Concept

Slavery in Britain

Slavery in Britain existed before the Roman occupation and until the 11th century, when the Norman conquest of England resulted in the gradual merger of the pre-conquest institution of slavery into serfdom, and all slaves were no longer recognised separately in English law or custom. By the middle of the 12th century, the institution of slavery as it had existed prior to the Norman conquest had fully disappeared, but other forms of unfree servitude continued for some centuries. British merchants were a significant force behind the Atlantic slave trade between the sixteenth and nineteenth centuries, but no legislation was ever passed in England that legalised slavery. In the Somerset case of 1772, Lord Mansfield ruled that, as slavery was not recognised by English law, James Somerset, a slave who had been brought to England and then escaped, could not be forcibly sent to Jamaica for sale, and he was set free. In Scotland, colliery (coal mine) slaves were still in use until 1799 where an act was passed which established their freedom and made this slavery and bondage illegal.
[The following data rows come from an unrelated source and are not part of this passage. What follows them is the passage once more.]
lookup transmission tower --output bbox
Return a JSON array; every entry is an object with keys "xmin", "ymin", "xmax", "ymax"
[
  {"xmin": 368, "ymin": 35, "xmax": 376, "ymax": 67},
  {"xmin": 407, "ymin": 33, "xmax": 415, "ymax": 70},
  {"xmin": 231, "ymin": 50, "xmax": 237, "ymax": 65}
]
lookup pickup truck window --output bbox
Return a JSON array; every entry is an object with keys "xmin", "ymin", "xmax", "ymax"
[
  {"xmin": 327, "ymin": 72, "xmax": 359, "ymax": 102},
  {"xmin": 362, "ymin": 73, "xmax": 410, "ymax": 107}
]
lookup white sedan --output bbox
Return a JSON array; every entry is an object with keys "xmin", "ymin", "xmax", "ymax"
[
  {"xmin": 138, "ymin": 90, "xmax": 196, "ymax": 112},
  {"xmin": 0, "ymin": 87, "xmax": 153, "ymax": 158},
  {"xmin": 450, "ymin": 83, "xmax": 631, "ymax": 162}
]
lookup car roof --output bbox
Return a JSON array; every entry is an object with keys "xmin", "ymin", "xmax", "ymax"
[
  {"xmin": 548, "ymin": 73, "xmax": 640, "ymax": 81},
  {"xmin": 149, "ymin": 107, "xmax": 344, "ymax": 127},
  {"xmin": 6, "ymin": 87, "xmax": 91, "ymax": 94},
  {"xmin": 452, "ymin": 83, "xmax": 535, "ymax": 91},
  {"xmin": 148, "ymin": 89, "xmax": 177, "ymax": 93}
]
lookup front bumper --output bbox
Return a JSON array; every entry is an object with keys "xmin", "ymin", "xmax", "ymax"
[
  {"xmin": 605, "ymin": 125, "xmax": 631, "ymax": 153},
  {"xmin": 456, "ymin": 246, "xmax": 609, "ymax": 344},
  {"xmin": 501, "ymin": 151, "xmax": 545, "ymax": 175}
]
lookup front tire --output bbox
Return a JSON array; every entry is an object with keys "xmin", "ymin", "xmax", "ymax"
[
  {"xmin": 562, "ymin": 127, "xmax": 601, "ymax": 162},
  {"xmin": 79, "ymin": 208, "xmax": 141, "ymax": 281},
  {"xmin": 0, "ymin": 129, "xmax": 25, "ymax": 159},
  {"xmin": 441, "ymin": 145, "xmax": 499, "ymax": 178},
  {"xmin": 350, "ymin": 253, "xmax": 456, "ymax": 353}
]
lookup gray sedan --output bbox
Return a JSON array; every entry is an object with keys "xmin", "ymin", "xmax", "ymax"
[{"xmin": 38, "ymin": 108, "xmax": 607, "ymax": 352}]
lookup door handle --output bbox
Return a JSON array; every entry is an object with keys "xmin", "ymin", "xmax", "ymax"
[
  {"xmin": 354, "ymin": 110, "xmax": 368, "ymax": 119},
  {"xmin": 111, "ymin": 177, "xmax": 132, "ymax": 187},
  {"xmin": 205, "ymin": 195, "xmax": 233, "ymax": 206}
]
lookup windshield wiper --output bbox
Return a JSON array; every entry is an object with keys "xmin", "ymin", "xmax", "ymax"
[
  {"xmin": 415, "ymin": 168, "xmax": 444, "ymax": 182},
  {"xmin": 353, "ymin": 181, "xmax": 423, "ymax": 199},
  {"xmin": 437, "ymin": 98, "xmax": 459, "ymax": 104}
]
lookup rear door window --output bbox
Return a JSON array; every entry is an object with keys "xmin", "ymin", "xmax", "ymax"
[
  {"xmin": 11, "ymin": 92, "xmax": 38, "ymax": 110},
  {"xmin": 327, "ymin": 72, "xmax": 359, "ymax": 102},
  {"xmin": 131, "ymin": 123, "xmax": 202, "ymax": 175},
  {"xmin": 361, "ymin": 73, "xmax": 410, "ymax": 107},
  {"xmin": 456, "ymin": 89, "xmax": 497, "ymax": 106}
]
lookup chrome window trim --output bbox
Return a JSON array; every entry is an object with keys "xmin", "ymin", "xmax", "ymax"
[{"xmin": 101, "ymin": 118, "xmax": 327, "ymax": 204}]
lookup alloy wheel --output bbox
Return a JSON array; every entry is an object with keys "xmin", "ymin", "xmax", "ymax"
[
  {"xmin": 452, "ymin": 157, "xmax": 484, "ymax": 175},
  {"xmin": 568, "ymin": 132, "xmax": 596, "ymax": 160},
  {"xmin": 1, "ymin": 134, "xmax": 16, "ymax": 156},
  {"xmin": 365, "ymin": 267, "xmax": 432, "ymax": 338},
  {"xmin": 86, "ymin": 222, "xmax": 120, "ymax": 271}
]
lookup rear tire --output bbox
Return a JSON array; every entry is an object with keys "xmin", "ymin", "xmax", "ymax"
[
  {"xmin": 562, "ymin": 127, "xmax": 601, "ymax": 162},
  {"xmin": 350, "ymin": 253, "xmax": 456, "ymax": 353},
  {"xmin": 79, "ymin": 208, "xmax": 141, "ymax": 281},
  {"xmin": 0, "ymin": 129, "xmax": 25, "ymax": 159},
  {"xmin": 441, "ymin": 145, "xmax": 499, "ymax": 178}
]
An influential abolitionist movement grew in Britain during the 18th and 19th century, until the Slave Trade Act 1807 abolished the slave trade in the British Empire, but it was not until the Slavery Abolition Act 1833 that the institution of slavery was to be prohibited in directly administered, overseas, British territories. Despite being illegal, modern slavery still exists in Britain, as elsewhere, often following human trafficking from poorer countries, but also frequently targeting UK nationals. Historically, Britons were enslaved in large numbers, typically by rich merchants and warlords who exported indigenous slaves from pre-Roman times, and by foreign invaders from the Roman Empire during the Roman Conquest of Britain. A thousand years later, British merchants became major participants in the Atlantic slave trade in the early modern period.